A few days ago, at the Retail Summit held in Stresa, a study presented by EY Italia in collaboration with Confimprese and the Food group seemed to confirm this optimistic outlook. According to EY, "Italian Retail is growing and the market is presenting encouraging scenarios, driven mainly by the food and fashion sectors. The value of Food & Beverage 16% of the total market, with growth in Italy at +1.5% and exports at +5%. Over the next two years, the growth of the luxury sector is forecasted at about +13%, especially thanks to 'Made in Italy', which is driving the expansion of Italian retailers abroad, following a franchising model. The presence of Italian chains abroad is still lower than other foreign chains, but the trend has begun to progress into double-digits, year-on-year."
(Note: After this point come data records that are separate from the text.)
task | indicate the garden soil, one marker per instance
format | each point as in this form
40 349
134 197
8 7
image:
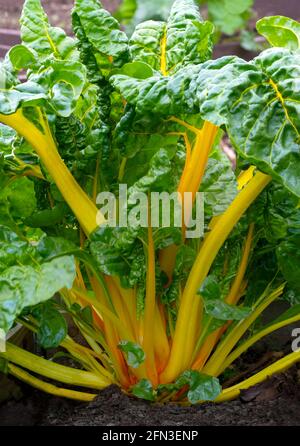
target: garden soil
275 402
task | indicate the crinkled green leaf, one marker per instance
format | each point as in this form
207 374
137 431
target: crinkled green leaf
21 57
135 355
51 247
17 200
246 96
280 31
219 184
229 16
28 93
24 286
7 136
202 387
52 326
14 249
210 289
38 35
101 29
221 310
183 40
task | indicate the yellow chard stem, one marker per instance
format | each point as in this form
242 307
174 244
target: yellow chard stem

For the next two years, a 2.7% growth in business is expected and in 2018, at least 20,000 new hires are expected in the industry. Italian Distribution is worth around 920 billion euros, through a network of 750 thousand points of sale. Among the most important indications is the positive role played by the consumer market in the convergence of traditional commerce and digital commerce. This confirms postchannel
as an essential part of Italian and international retail transformation.
Within the general picture of optimism
however, there are not a lack of concerns: for Findomestic, for example, household consumption in the immediate future could be negatively affected by the rising cost of sending children to school
(+ 13% on 2016). And the possibility of unemployment remains an inescapable nightmare.